Thrown into the column was a nugget that I don’t believe I’ve seen reported elsewhere, involving first-year Chargers head coach Brandon Staley:

It starts at the top with owner Jeffrey Lurie, of course. He made the final call to hire Sirianni. Every major decision is made with his involvement in mind. Howie Roseman has survived more head coaching fires than any other current general manager partly because he has successfully managed up. And managing up, in this sense, is allowing for Lurie to be his football confidant. The owner can do so as he pleases. It’s his team. But his closest advisor is a sycophant.

The co-dependent relationship at the top clearly influenced the Sirianni hire, in that it needed a coach who wouldn’t block Lurie or force Roseman out. Brandon Staley had many reasons for taking the Chargers job — Justin Herbert being maybe the most prominent — but Roseman was a significant reason why he canceled a scheduled interview, two NFL sources close to the situation said. Lurie certainly didn’t want to bring in a failure. He has done fairly well in identifying unproven coaches. But he may have finally crapped out on his first roll.

Roseman was a significant reason why he canceled a scheduled interview,” Jeff writes.

The timeline is a little fuzzy. There were reports dating back to January 16th that the Eagles were bringing in Staley for an interview.
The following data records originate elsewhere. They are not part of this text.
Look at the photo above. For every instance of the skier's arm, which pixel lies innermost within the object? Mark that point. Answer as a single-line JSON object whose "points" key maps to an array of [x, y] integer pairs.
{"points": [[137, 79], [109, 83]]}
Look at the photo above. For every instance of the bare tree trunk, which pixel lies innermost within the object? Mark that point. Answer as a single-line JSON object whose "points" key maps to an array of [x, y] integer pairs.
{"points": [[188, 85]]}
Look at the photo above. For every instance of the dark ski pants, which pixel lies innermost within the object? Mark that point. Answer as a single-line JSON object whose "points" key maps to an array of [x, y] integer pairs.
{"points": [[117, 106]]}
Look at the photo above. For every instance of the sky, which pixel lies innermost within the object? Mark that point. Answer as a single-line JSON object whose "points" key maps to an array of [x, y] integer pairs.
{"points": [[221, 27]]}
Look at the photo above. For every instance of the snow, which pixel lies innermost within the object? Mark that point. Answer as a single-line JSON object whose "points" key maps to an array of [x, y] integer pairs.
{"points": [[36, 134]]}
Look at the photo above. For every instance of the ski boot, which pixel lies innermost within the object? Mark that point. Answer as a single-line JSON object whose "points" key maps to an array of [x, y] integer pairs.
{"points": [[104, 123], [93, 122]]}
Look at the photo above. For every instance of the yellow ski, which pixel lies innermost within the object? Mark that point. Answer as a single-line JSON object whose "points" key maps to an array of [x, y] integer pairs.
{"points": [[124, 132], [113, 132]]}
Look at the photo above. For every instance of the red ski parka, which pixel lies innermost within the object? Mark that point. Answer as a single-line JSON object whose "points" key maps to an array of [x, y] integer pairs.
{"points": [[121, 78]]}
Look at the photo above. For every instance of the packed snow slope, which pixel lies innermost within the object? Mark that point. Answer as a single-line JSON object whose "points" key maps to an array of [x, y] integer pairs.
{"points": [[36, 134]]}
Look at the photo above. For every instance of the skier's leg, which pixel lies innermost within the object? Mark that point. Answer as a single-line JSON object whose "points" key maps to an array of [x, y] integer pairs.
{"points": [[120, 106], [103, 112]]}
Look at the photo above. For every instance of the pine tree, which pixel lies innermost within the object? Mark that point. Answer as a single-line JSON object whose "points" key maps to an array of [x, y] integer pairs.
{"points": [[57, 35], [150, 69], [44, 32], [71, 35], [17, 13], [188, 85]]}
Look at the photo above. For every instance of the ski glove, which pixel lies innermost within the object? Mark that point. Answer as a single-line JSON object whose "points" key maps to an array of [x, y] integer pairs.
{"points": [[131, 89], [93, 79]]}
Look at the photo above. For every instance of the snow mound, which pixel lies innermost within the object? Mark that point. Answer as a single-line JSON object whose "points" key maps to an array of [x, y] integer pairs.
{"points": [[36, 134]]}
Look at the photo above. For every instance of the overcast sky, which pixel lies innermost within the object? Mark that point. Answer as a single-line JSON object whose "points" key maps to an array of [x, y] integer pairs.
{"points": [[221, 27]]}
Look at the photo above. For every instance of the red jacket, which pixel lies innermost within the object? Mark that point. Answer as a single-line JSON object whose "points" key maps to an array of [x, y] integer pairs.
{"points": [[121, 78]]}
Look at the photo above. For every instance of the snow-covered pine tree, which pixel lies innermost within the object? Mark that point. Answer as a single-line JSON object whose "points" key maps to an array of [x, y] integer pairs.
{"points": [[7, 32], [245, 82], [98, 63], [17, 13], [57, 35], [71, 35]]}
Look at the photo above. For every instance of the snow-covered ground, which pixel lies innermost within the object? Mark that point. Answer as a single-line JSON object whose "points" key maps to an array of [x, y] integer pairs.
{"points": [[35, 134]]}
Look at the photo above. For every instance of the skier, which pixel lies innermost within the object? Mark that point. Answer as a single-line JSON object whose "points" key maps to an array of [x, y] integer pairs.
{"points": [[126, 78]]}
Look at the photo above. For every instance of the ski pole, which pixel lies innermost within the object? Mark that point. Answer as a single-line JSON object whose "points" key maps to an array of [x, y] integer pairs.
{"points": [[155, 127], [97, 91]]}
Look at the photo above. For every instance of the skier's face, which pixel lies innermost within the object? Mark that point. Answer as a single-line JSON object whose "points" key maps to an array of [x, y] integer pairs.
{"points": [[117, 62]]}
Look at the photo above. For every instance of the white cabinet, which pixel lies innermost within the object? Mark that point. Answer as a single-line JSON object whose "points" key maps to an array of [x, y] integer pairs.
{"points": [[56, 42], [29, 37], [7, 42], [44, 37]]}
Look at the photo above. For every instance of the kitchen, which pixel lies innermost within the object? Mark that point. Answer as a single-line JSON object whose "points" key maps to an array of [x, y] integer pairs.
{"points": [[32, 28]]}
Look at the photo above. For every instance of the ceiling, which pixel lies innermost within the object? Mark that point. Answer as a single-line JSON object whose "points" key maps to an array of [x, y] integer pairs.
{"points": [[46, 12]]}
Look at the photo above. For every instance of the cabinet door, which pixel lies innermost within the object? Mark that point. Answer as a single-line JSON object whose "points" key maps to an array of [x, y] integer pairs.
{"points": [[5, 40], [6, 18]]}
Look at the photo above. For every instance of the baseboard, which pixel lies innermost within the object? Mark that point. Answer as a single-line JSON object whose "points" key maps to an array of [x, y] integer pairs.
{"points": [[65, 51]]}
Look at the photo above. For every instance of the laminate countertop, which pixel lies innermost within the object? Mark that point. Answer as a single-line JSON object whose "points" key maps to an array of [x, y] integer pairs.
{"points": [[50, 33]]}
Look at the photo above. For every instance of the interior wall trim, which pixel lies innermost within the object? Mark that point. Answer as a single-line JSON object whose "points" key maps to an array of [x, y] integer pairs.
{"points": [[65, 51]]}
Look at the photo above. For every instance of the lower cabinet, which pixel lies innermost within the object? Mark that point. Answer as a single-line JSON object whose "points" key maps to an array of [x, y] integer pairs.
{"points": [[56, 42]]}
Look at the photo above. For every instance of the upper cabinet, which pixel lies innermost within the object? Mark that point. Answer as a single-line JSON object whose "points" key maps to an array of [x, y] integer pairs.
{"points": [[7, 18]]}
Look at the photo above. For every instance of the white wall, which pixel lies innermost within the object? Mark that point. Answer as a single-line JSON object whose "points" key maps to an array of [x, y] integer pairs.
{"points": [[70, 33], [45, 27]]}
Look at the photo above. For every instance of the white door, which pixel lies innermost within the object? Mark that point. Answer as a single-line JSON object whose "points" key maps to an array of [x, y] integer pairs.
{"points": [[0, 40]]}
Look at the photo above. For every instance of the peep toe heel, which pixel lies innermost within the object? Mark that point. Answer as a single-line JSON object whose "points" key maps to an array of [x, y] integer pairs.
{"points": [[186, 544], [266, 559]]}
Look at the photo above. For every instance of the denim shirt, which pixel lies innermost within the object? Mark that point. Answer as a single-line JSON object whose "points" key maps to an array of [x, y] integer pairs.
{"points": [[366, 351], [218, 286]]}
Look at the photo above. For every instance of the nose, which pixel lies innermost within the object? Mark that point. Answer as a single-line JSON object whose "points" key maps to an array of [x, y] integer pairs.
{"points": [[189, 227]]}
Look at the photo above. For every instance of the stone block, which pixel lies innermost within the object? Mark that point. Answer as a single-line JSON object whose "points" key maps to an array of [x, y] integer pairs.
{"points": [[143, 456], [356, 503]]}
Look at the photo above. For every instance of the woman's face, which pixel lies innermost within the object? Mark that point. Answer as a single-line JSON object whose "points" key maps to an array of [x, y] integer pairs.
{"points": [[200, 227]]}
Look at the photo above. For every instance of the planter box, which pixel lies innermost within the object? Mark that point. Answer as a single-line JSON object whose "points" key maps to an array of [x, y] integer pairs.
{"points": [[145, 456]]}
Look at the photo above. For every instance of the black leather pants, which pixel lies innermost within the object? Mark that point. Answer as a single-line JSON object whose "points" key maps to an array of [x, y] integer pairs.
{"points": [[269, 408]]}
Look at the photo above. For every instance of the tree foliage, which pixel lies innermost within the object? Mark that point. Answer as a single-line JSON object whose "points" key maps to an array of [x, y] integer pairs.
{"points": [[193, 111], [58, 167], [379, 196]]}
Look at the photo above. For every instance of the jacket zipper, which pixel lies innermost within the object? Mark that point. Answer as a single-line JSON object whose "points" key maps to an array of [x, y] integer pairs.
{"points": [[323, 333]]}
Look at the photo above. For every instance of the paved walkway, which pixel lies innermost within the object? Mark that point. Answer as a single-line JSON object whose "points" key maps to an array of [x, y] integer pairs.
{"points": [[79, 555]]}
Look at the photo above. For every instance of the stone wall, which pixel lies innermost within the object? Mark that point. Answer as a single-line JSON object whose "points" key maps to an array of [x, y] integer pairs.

Then, on January 17th, Ian Rapoport rapoported that Staley had accepted the Chargers job, for which he had already interviewed. So obviously a scheduled Eagles interview for later that week (according to Tom Pelissero) never took place.

No doubt, the LAC job was the best of the bunch. They had a franchise quarterback and some good talent on that roster. Jacksonville wasn’t a bad gig either because of their draft pick situation, with Trevor Lawrence sitting there at #1 overall. The other openings were Eagles, Jets, Falcons, Lions, and Texans.